We already know what fork is, we also know how to create our own on three popular platforms. Now I will talk about how to properly work with its use and deliver changes to the original repository. In fact, I mentioned it at the beginning, but I didn’t say it’s a formalized process called Forking Workflow. We’ll talk about the different ways of working with Git another time, now just a few words in relation to today’s topic.
The main advantages of fork workflow are two things – branched flow, where everyone works on their own copy, and above all the fact that the only project maintainer can push to the original repo, so any changes have to go through their hands. Why is this an advantage? Because it is a control mechanism. It is the creator of the original design that decides what will be in the codebase and what will not. No matter how beautiful and functional the code someone wants to include is, it is the maintainer who decides whether that code will be there.
Another advantage is that at some stage of the project, it can be split into two (or more) separate ones. For example, due to differences in development plans among maintainers, or because of the desire to create a commercial solution based on the existing one. Of course, there are still licensing issues here, but we will not deal with that now.
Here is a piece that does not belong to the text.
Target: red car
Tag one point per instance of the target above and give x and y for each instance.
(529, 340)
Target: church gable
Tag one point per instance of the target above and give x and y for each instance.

Forking Workflow is very similar to Git Workflow (which I will tell you about the other day), but instead of dedicated branches, we have a dedicated, separate repo that is a copy of the original. Let’s go back to the example and the picture from the beginning of the article:
- we have a public repository called original/niceRepo
- we make its fork called myNamespace/niceRepo
- this is entirely our copy of the original repo which we clone locally
- we introduce changes as in normal work with Git
- only when our changes are in the main branch of our fork, we do PR/MR to the original repo
- the maintainer decides whether our changes will be applied
Is the use of forks popular?
If you’ve reached this point, then you should know enough to be able to create your first fork. We still have a remaining question – what for? Well, it is a common practice in Open Source projects. If we want to co-develop such a project, this is how we have to do it. It’s not art for art’s sake at all, it’s a popular thing in the IT world.
Perhaps the most famous example here will be Red Hat Linux. The project was split into two branches, two forks – an Open Source project called Fedora, and a paid one – Red Hat Enterprise Linux. Both projects operate dynamically to this day, although almost 20 years have passed since this division.
Another famous example – Bootstrap, which currently has almost 74k forks. As you can see, the topic of Open Source projects is alive and present among developers, so the mechanism of creating forks is important and still being developed on the side of popular hosting services, even though the Git engine itself does not have such an option.
If we start creating our own public repositories or creating forks, we must also remember about the appropriate backup. I recommend reading this article: Restore deleted repository. There is such a thing as git network, if we use the fork option, we should also know what the consequences are of removing a repo that belongs to such a network. Without this knowledge, we may be unpleasantly surprised and this is the last thing we want to meet without having a backup.